VIRGINIA (WFXR) — According to Courthouse News Service, on Wednesday, May 31, a fourth circuit majority agreed with a district court that Virginia Tech’s Bias Response Team does not have a “chilling effect” on free speech.

“Our country rightfully places great value on the freedom of speech, and any statute or regulation implicating speech receives close scrutiny,” the ruling states. “Freedom of speech, after all, is expressly protected in the very first of the original amendments to our Constitution. But the First Amendment does not stand in the way of modest efforts to encourage civility on college campuses.”

The opinion penned by U.S. Circuit Judge Diana Gribbon Motz came after oral arguments in October. The organization Speech First, which protects free speech on college campuses, brought the lawsuit against Virginia Tech in 2021 to block the University’s biased response procedure. The procedure allows students to make anonymous reports to a group of Virginia Tech officials regarding students they believe are participating in biased actions. The reported student will then be asked to voluntarily meet with the group about why their views may be problematic.

Speech First also expressed concern with the university’s policy that requires students to get approval for petitioning or setting up tables on campus due to the possibility that certain students would be turned down due to their conservative beliefs. The district court previously held that Speech First lacked standing to challenge the bias response team, and the Fourth Circuit has affirmed the decision.

“Speech First has not shown that the bias policy credibly threatens injury to the organization’s members,” the opinion states. “And for this reason, Speech First’s members have not demonstrated the injury, in fact, necessary to establish standing.”
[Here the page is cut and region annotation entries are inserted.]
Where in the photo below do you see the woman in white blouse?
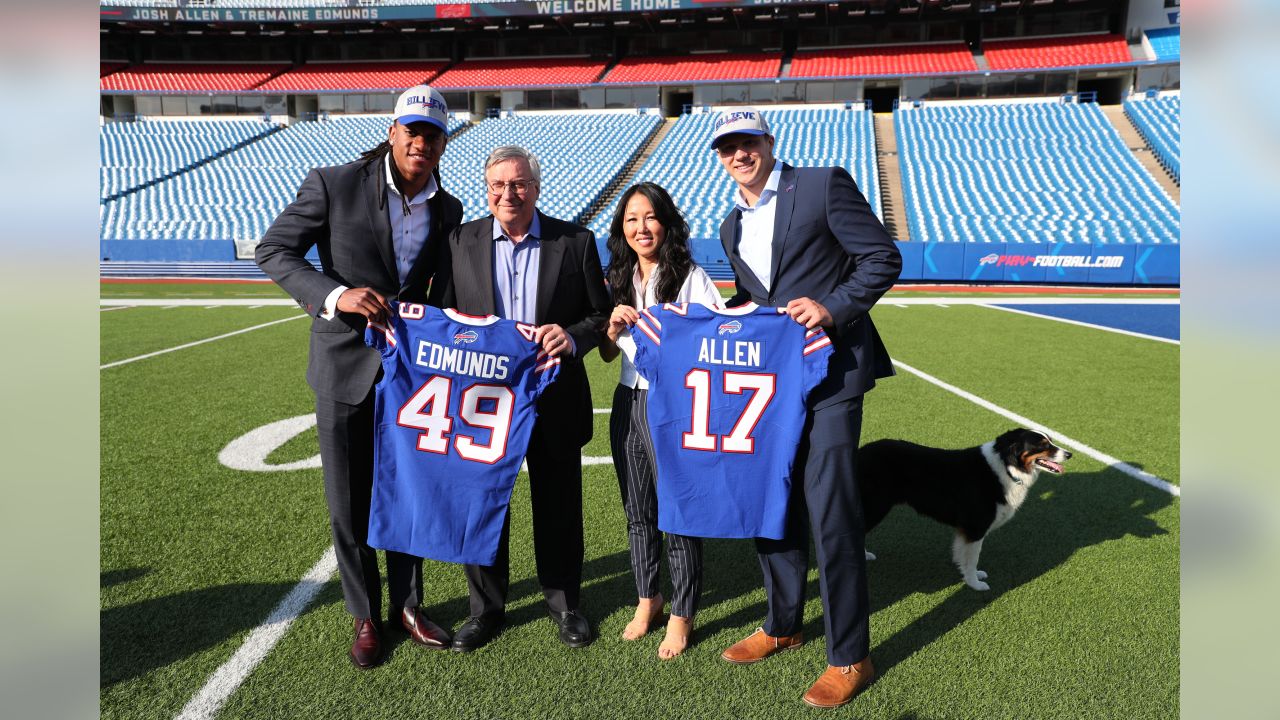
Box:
[599,182,721,660]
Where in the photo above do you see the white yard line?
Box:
[986,305,1181,345]
[893,360,1183,497]
[177,546,338,720]
[99,297,298,307]
[99,315,310,370]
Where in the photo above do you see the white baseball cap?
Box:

The response team does have the authority to refer conduct that may not be constitutionally protected and that may violate Virginia Tech’s student code of conduct or the law to higher authorities.

“The record establishes that the BIRT [Bias Intervention and Response Team] does not even extend an invitation for a voluntary conversation in response to every complaint it receives,” Motz wrote. “Rather, the BIRT often dismisses complaints because they involve constitutionally protected activity.”

However, the sentiment was not unanimous.

“The stark reality of the record is that programs like the Bias Intervention and Response Team are being used in the service of discouraging that open inquiry from which education draws its very meaning and sustenance,” U.S. Circuit Judge J. Harvie Wilkinson III wrote in his dissenting opinion.

Motz disagreed with Wilkinson, writing that the dissent was “misguided” and that she considered the history of university campus dialogue.

“With this history in mind, many universities — Virginia Tech among them — find it equally vital to communicate that their campuses are places welcoming to all students, whatever those students’ backgrounds and whatever their political, social, or religious views,” she wrote. “Just as universities may legitimately strive to promote intellectual curiosity, so too they may legitimately strive to promote civility and a sense of belonging among the student body.”

Speech First has brought other cases against universities in the Fifth, Sixth, Seventh, and Eleventh Circuits, seeking a preliminary injunction. However, in each district, the court denied the motion for lack of standing.